Tod cannot come to terms with the fact that, because of his blindness, he can not paint anymore. He tells Scott that dead painters' works always appreciate in value. He expects the value of his own paintings to increase, considering he is now 'dead' as a painter.

Scott is suspicious of Tod's motives and also suspects that Tod is not actually blind. Scott is increasingly interested in Peggy, and she returns his attentions. Scott sets up an outing to test Tod; He lures him near the edge of a cliff, thinking that he will be forced to see and therefore avoid falling. However, Tod falls. After this mishap, he eventually recovers. Soon after the mishap, Tod is abusive toward Peggy when he realizes that she has hidden his masterpiece, his nude portrait of her. Seeing this, Scott tries to protect Peggy.

Eve, because of Scott's infatuation with Peggy, becomes distant and asks Scott to delay their marriage plans. Scott attempts to drown both Tod and himself during a fishing trip. Peggy alerts the authorities, and Tod and Scott are rescued by the Coast Guard.

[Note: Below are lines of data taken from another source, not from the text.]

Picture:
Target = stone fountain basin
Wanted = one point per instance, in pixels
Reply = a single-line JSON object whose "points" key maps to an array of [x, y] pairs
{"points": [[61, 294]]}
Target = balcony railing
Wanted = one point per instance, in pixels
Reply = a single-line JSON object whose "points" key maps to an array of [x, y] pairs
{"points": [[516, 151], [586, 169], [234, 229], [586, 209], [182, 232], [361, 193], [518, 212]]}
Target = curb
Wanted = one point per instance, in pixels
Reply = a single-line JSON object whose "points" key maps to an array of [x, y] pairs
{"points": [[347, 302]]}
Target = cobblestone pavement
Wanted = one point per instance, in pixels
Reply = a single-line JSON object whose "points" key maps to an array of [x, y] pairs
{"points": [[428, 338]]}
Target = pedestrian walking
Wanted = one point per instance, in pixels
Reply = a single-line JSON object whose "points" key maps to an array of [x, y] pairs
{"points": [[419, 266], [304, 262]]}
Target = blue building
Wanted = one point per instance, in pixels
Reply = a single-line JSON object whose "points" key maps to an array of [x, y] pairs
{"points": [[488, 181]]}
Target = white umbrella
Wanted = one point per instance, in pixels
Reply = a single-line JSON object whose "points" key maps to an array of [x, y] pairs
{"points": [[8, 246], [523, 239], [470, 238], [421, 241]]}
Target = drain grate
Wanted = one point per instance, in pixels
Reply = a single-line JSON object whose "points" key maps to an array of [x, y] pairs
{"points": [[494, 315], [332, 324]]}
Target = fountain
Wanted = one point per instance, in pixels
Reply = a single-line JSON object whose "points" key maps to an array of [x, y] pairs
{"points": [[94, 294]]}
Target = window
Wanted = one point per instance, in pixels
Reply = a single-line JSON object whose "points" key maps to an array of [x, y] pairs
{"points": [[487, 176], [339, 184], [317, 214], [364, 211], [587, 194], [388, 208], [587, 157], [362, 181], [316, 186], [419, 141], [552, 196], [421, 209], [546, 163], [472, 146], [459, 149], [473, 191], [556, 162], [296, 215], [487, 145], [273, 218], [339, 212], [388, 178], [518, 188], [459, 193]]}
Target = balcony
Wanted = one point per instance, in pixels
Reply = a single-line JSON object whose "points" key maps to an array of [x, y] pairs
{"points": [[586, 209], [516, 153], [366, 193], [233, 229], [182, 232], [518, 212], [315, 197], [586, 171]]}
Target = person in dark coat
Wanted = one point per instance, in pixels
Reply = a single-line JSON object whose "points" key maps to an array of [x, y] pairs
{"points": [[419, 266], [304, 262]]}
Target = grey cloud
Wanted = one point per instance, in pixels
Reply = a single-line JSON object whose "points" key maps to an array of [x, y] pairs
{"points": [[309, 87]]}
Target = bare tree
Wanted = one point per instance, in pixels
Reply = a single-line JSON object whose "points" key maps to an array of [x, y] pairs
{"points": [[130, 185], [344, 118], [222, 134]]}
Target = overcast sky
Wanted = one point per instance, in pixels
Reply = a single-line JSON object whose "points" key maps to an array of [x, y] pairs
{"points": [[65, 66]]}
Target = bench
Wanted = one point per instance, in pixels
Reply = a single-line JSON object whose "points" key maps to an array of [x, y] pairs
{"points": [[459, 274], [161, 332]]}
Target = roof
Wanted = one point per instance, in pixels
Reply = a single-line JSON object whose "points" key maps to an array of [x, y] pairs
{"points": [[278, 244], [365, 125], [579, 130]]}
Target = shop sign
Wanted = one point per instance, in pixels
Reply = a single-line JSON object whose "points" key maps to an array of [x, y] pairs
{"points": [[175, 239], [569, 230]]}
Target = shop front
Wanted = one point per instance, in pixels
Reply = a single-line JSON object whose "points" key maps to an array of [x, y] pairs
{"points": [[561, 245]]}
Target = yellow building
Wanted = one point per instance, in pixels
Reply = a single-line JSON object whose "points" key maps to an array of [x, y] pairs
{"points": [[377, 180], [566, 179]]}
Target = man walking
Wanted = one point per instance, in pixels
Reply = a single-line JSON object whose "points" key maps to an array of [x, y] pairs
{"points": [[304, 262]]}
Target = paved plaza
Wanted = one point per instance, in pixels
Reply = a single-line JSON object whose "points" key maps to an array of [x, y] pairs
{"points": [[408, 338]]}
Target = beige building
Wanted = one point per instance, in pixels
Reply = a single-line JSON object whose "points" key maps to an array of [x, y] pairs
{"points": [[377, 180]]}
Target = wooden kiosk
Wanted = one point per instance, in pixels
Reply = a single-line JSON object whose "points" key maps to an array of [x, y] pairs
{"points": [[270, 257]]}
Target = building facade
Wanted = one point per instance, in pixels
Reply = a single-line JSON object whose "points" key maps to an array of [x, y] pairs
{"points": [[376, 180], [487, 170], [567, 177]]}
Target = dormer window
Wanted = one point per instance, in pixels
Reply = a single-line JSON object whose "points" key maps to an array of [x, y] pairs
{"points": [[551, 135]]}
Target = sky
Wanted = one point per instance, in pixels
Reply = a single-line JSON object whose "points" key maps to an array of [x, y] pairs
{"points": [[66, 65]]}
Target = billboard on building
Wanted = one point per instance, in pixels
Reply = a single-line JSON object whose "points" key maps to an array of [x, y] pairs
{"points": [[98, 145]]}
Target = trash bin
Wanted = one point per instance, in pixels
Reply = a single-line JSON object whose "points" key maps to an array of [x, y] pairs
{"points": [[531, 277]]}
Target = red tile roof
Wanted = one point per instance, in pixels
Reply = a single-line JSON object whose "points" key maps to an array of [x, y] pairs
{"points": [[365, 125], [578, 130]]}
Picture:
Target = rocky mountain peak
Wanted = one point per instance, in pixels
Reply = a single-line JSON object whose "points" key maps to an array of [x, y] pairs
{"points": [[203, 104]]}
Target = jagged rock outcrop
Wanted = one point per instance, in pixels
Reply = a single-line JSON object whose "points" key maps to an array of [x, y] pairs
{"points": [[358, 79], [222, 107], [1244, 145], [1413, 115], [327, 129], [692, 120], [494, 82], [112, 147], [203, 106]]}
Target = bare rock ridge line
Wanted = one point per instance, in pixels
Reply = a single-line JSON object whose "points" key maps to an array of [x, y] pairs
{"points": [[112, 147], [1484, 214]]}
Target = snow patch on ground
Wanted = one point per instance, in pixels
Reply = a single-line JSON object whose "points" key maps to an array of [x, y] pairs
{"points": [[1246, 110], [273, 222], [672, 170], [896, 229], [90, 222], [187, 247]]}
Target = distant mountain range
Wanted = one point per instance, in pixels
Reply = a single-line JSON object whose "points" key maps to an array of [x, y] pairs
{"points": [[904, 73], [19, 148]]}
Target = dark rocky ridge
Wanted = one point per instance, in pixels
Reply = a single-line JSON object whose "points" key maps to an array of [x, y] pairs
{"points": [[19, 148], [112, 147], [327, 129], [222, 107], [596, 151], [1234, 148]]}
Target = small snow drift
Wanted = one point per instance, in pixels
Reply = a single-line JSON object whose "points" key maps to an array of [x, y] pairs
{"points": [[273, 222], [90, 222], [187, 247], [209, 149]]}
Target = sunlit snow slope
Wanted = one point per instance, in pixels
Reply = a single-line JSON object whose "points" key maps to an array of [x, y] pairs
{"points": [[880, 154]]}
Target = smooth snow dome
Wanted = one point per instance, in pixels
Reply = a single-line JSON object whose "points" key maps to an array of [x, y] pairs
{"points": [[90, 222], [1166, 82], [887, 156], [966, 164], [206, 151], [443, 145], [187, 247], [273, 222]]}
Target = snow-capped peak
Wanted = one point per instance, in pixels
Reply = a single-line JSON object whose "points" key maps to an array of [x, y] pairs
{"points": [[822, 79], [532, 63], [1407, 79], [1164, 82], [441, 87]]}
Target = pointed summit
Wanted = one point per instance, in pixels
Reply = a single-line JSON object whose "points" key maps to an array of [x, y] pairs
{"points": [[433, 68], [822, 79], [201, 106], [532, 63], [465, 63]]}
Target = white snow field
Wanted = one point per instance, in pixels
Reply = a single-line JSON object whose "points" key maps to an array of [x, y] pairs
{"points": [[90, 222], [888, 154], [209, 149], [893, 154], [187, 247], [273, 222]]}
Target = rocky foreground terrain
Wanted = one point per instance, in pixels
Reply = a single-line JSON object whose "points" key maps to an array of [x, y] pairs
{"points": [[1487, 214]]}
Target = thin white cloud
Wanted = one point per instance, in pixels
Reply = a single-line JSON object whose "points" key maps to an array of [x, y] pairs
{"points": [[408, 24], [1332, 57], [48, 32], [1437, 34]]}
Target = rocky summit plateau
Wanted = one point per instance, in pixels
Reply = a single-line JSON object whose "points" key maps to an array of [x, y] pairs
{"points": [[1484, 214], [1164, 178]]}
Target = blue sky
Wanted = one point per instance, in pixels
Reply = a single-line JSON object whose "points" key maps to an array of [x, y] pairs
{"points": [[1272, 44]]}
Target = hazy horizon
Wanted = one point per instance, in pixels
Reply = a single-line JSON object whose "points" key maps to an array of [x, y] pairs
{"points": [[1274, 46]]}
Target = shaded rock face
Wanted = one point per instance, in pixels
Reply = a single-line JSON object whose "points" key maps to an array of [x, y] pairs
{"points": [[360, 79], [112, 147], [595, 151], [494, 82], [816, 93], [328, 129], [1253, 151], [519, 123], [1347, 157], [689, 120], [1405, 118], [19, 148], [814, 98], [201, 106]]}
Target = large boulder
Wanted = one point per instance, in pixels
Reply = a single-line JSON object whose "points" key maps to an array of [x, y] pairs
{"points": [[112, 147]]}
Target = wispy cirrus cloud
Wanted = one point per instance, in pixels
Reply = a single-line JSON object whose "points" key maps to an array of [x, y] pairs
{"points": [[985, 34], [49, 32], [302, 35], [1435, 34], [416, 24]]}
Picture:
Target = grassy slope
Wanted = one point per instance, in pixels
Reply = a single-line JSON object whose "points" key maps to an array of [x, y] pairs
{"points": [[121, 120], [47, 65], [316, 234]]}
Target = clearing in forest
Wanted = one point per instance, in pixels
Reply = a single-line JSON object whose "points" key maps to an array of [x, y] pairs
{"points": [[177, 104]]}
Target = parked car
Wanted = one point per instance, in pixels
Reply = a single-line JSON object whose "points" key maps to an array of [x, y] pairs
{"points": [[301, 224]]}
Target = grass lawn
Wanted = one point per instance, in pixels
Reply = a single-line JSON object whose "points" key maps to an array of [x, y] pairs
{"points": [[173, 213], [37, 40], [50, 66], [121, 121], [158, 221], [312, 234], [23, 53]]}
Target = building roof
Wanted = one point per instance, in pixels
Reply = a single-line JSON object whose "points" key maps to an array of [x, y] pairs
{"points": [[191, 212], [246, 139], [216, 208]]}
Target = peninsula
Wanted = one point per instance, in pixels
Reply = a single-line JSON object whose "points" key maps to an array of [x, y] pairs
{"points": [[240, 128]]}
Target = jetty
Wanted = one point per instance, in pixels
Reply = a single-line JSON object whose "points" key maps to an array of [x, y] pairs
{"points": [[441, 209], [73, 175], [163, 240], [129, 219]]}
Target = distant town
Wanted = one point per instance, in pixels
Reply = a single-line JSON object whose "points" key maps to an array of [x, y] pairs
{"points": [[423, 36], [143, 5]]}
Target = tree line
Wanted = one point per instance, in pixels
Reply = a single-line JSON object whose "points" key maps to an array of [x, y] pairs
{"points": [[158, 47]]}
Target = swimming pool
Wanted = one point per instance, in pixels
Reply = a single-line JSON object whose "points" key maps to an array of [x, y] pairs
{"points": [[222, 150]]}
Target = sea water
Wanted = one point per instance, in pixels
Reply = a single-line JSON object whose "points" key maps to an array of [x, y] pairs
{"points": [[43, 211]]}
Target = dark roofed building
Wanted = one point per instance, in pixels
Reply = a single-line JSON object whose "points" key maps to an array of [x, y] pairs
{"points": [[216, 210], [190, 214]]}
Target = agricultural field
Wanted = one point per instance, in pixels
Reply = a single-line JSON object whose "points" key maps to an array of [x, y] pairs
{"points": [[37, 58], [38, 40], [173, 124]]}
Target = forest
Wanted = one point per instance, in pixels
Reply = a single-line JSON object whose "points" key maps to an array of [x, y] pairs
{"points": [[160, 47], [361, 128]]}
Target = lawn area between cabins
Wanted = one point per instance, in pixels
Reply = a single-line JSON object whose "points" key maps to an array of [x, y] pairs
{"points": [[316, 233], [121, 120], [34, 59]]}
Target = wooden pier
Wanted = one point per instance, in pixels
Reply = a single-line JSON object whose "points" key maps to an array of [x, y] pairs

Tod burns all his paintings along with the house he and Peggy live in. Peggy frantically tries to stop Tod and save the paintings. She fails, and Scott forces her out of the collapsing house. After they have moved safely away, Scott asks Tod why he did it. Tod says the paintings were a symbol of the obsession he had with his previous, sighted life. He asks Peggy to take him to New York City, where they have happy memories of their earlier life together. He tells her that afterward, she may "do as she pleases". Peggy embraces Tod, and Scott leaves them.

==Production==
The Woman on the Beach was based upon the novel None So Blind by Mitchell A. Wilson, and had the working title Desirable Woman. RKO Pictures offered Joan Bennett the starring role in 1946, hoping to capitalize on her recent success with the films noir The Woman in the Window and Scarlet Street. Bennett was allowed to choose as director Jean Renoir, who had been France's premiere director before fleeing from the Nazis to Hollywood in 1940. Charles Koerner, the RKO chief of staff, promised carte blanche to Renoir, and even helped craft the story to Renoir's vision of the film. Renoir chose Val Lewton as producer, however Lewton left soon after shooting began, in effect leaving Renoir as his own producer. His freedom was productive; the shooting went so well that Renoir and the cast were even able to improvise on set. Soon after, Koerner died. Whereas he had balanced his business acumen with an appreciation for the artistry of movie making, the new executives were baffled by Renoir's film. A consumer preview was held, attended by high school and college students who were uninterested in the movie's dark themes. After the catastrophic preview, Renoir spent the next six months reediting the film, even reshooting several sections, causing him much distress. It was ultimately released in 1947 as The Woman on the Beach.

==Reception==
The film recorded a loss of $610,000.

The staff at Variety liked the film and wrote, "Thesping is uniformly excellent with the cast from top to bottom responding to Renoir's controlling need for a surcharged atmosphere. In subtle counterpoint to the film's surface vagueness, the settings are notably realistic in their size and quality. Choice camerawork sustains the film's overall impact while sweeping through the entire production is a magnificent score by Hanns Eisler which heightens all of the film's pictorial values." In 1992, Leonard Maltin was less complimentary, calling the film an "overheated melodrama" and noting it was "easy to see why this was Renoir's American swan song."